Another common concern is that one party—usually the record company—has more information than the other party. For example, contracts now typically require the record company to distribute a specified percentage of revenue from song streams and album sales to the artist. As the economist Richard Caves has noted, “From the artist’s viewpoint, a problem of moral hazard arises because the label keeps the books that determine the earnings remitted to the artist.”2
Examples of labels underreporting sales, and thus underpaying royalties to artists, are legion. The Beatles were locked in lawsuits over insufficient payment of royalties with EMI and its U.S. subsidiary Capitol Records for years. The potential for moral hazard in accounting practices leads to an obvious strategy that can be summarized as “Trust but verify.” Artists benefit from having the ability to have their representatives audit their label’s books. Allen Klein launched his career by uncovering multiple forms of underpayment for his musician clients. Today, I am told, there is much less financial chicanery on the part of record companies.
Record Contracts
Record contracts, like everything else in the music business, are negotiable and thus vary across labels and musicians. The typical record contract signed by a new artist with a major record label, such as Universal or Sony, lasts for four or five albums, but it could last for as long as seven albums. The contract does not guarantee that a second album will be produced; instead, the record company has the option of producing a second album. In fact, the first album may not be produced either. The commitment is to produce the first album if it meets “commercially satisfactory” standards, which means that the record company thinks it will sell.3 Probably half or fewer of the artists who sign recording contracts do not produce a second album, and many do not even produce a first album.

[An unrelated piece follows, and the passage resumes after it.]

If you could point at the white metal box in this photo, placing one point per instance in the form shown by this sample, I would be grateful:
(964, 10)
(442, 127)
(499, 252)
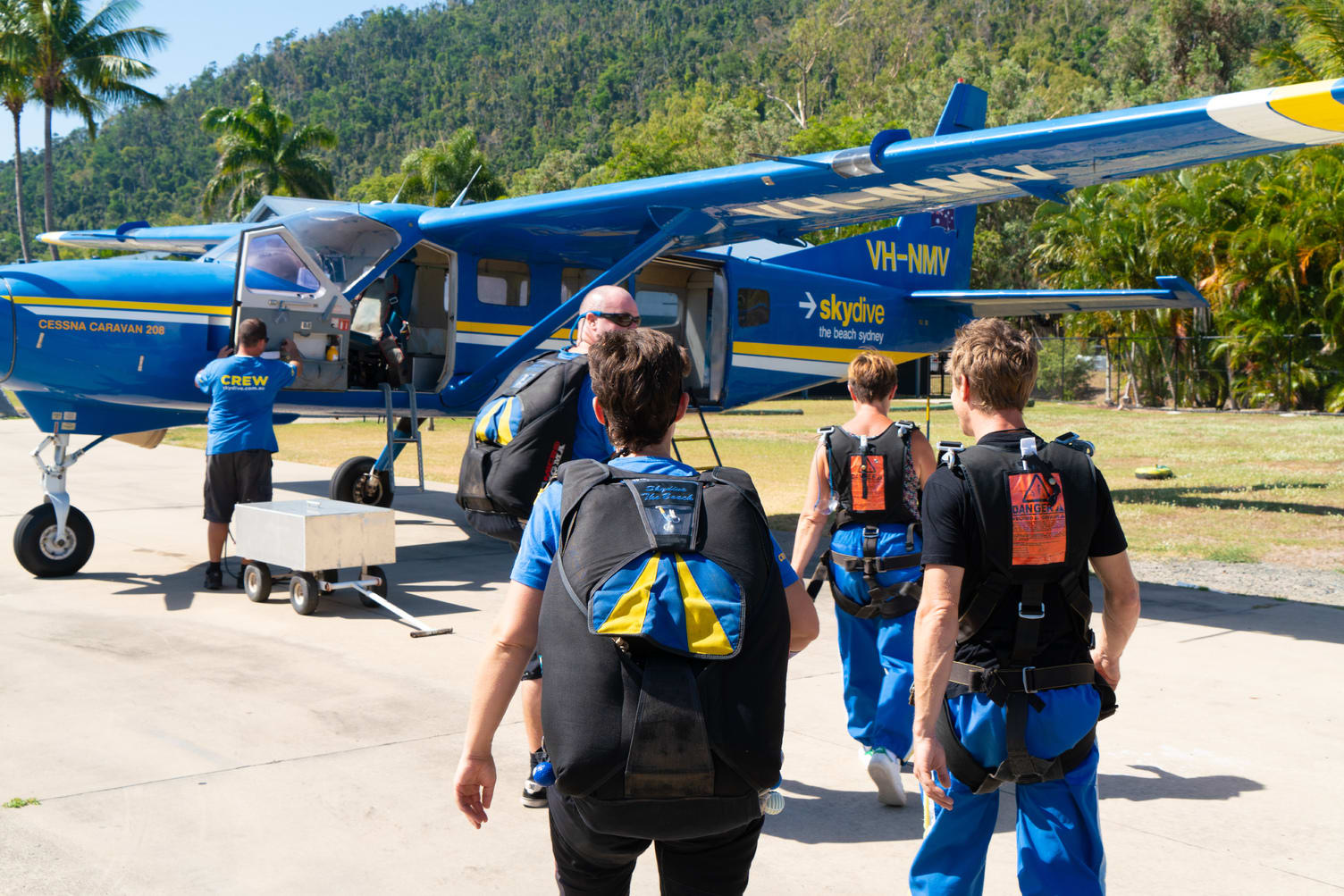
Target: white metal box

In exchange for exclusive rights to the recordings made by the artist, the record company agrees to pay the artist a royalty of around 13 to 14 percent of revenue collected from streaming, licensing, and selling the artist’s recordings.*1 Rates can be as high as 20 percent for established stars. The artist transfers the rights to the recordings (excluding the composition rights) to the company in perpetuity, although established artists can limit the duration of the transfer of ownership rights to a relatively short period of time. The company typically pr
ovides the artist an advance against future royalties and agrees to allocate a certain amount of money for promoting the artist’s music. The artist’s advance and cost of producing the recording are deducted from future royalties. The artist, however, does not need to repay the label if the stream of royalties does not exceed the sum of the advance and expenses. That is, expenses and the advance are recoupable but not refundable.
With his client Chicago, John Eastman pioneered a strategy of letting artists retain the rights to their music and leasing the rights to the record company for a period of time. This approach was also used by the Rolling Stones (although their co-manager Andrew Oldham cleverly kept many of the rights for himself) and by Phil Spector. But relatively few musicians command sufficient bargaining power to be able to negotiate such an arrangement.
An entertainment lawyer shared with me, only partly in jest, a saying in his field: “If an artist receives a royalty payment, the lawyer didn’t do his job well.”
John Eastman had a different view. “The advance in a record contract is just expensive banking,” he told me.